Saturday, October 9, 2021

A Day of Judgment – Severin Films (Blu-ray)

Theatrical Release Date: USA, 1981
Director: Charles Reynolds
Writer: Tom McIntyre
Cast: William T. Hicks, Harris Bloodworth, Deborah Bloodworth, Susan Bloodworth, Carlton Bortell, Charles Reynolds

Release Date: September 28th, 2021
Approximate Running Time: 96 Minutes 48 Seconds
Aspect Ratio: 1.78:1 Widescreen / 1080 Progressive / MPEG-4 AVCC
Rating: R
Sound: DTS-HD Mono English
Subtitles: English SDH
Region Coding: Region Free
Retail Price: $34.95

"In a 1930s small town rife with lust, corruption and sin, a mysterious figure wielding a scythe arrives to cut an unholy swath of murder, madness and moralizing that may lead straight to Hell." - synopsis provided by the distributor

Video: 3.5/5

Here’s the information provided about this release's transfer, "scanned in 2K from the IP for the first time ever."

A Day of Judgment comes on a 25 GB single layer Blu-ray.

Disc Size: 22.6 GB

Feature: 21 GB

Any source related debris is minimal, colors look correct, details look crisp and though grain is present, it looks off during some darker moments.

Audio: 3.75/5

This release comes with one audio option, a DTS-HD mono mix in English and included with this release are removable English SDH subtitles.

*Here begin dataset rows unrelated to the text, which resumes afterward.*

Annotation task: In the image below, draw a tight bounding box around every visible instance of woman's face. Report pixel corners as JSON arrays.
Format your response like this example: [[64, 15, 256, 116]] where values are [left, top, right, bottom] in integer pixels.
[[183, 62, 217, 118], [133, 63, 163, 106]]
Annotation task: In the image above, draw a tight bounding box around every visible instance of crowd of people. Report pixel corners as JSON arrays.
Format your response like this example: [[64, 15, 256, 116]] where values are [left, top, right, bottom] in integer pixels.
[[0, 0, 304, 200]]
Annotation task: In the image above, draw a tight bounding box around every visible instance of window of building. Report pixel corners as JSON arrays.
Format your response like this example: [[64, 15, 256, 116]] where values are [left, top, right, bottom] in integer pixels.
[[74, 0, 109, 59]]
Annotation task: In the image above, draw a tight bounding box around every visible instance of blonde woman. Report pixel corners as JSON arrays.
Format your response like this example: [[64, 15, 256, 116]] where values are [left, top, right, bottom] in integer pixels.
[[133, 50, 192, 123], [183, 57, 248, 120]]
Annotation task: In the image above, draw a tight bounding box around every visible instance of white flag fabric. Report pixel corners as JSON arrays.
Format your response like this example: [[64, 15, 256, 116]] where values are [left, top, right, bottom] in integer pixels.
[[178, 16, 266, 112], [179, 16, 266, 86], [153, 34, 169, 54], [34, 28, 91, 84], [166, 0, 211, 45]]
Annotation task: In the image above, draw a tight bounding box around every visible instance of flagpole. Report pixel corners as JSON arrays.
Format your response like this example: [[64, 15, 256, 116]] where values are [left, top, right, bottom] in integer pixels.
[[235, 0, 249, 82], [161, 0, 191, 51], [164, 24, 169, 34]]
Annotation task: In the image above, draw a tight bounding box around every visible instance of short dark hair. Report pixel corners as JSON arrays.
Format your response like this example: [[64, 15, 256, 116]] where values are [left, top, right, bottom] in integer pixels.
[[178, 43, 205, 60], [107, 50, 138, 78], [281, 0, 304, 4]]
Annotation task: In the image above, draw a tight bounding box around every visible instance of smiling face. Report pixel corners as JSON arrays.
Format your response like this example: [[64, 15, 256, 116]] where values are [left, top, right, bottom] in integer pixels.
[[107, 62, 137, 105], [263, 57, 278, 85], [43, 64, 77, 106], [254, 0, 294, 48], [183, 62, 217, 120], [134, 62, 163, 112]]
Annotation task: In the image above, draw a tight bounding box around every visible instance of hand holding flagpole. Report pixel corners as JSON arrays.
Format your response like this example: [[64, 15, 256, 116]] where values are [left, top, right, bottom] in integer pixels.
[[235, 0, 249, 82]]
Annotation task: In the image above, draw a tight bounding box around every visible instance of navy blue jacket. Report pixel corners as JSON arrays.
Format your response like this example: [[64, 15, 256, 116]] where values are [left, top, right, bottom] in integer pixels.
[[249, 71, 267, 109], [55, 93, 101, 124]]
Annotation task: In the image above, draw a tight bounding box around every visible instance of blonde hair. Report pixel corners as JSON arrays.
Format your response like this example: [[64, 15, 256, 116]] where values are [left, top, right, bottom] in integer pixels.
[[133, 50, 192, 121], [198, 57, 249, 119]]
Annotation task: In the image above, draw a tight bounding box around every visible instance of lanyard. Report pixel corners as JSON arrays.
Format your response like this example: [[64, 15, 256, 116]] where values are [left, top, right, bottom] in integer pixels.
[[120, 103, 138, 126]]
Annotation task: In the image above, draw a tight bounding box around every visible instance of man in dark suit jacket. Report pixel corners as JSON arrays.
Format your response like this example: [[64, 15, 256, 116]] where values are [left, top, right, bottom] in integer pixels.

Though limited range wise, dialog comes through clearly and everything sounds balanced.


Extras for this release include an interview with author Of NIGHTMARE USA Stephen Thrower titled The Atheist's Sins (17 minutes 47 seconds, Dolby Digital stereo English, no subtitles) and an interview with filmmaker Worth Keeter And writer Thom McIntyre titled Tales of Judgment (3 minutes 57 seconds, Dolby Digital stereo English, no subtitles).


Death paints the town red. A Day of Judgment is a morality tale where the grim reaper pays sinners a visit. And though this premise is full of possibilities. Unfortunately, the premise is poorly executed.

Though the premise would lead one to believe that A Day of Judgement is a horror film. The result is something that’s actually better described as a melodrama. Also, anyone expecting gory deaths are sure too be disappointed. In fact, most of the deaths are underwhelming.

From a production standpoint, A Day of Judgement often exceeds its miniscule budget. And nowhere is the clearer, then when it comes to how effectively A Day of Judgement recreates 1930’s era in which the film takes place. Unfortunately, in just about every other area A Day of Judgement comes up short. Ultimately, A Day of Judgement is a slow-moving melodrama that most viewers will find it a chore to get through.

Severin Films gives A Day of Judgement a strong audio/video presentation and an insightful interview with Stephen Thrower.